Oui. Les Choros sont des musiques mélancoliques, parfois rapides. Choro de Criança signifie «les pleurs des enfants». C’est un peu le blues des brésiliens, avec une harmonie plus riche.



Ce genre de titre peut t’aider à te faire connaître d’un public plus large que le rock instrumental. C’est voulu ?

Oui. Le quatrième titre «No Gravity» est une ballade. J’ai composé un morceau en tapping à deux mains en son clair pour montrer toute la musique que j’aime. « La force de l’âme » est aussi un titre que chacun peut écouter. Pour moi, tous les instruments ont une âme et je les respecte.

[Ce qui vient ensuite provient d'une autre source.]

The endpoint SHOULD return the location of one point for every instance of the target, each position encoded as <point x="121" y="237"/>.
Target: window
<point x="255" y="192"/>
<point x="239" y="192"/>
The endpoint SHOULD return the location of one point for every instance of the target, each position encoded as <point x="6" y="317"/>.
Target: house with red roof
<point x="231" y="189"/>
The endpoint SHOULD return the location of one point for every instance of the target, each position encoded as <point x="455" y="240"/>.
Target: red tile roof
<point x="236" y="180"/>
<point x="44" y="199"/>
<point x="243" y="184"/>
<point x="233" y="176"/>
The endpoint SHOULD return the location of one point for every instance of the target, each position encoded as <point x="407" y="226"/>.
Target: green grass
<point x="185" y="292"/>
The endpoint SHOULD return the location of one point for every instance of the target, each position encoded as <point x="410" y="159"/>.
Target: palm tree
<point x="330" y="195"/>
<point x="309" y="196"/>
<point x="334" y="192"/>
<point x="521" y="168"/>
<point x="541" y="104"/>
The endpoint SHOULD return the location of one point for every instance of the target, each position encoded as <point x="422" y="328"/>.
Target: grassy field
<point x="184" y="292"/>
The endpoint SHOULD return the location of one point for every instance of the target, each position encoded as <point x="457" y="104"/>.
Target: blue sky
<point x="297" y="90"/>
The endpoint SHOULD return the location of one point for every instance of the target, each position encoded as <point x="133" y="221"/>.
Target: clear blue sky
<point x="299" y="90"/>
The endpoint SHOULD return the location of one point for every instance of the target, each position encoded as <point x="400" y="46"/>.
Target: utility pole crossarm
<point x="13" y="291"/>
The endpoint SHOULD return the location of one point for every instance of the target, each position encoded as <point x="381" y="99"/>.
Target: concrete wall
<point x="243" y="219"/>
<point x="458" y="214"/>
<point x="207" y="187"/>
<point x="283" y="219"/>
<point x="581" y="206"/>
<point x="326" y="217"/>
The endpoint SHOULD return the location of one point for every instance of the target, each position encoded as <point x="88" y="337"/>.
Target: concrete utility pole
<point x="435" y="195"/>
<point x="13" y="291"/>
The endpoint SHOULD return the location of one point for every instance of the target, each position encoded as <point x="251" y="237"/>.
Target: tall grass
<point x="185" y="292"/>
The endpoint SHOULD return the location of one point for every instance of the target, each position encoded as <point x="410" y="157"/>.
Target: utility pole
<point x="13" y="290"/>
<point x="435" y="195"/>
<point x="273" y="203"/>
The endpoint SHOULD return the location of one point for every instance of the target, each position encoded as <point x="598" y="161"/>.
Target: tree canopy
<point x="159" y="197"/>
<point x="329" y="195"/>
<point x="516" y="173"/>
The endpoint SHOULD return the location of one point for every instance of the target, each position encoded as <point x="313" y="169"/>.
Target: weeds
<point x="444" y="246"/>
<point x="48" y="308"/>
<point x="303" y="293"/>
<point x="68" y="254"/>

D’où vient ce titre français ?

D’une expression lue dans le livre « Le violon noir », de Maxence Fermine. Il raconte une histoire spirituelle qui parle d’amour de la musique, et je trouvais l’expression belle.

Au fait, comment se fait-il que tu parles français ?

Pas de classe, pas de cours. La dernière fois que j’ai parlé français, c’était lors de mon passage en France l’an dernier. Ma collaboratrice pour la promotion en Europe est à Genève, donc on parle en français. Les contacts que j’ai avec la France, c’est avec les journaux, la chaîne TV5 à la télévision, et les emails mais j’ai du mal à écrire le français.

Ton site web est réussi, dommage qu’il n’y ait pas plus de textes traduits du portugais vers le français…

Oui. La personne qui s’occupe du site d’Angra-France.net (Mike) va m’aider pour faire une page spéciale sur No Gravity. Ce sera sur l’espace kikoloureiro.com.br. Actuellement, l’espace en portuguais montre les sessions d’enregistrements. Il y a aussi une petite vidéo et un journal de bord qui raconte mes impressions. On va bientôt traduire tout ça.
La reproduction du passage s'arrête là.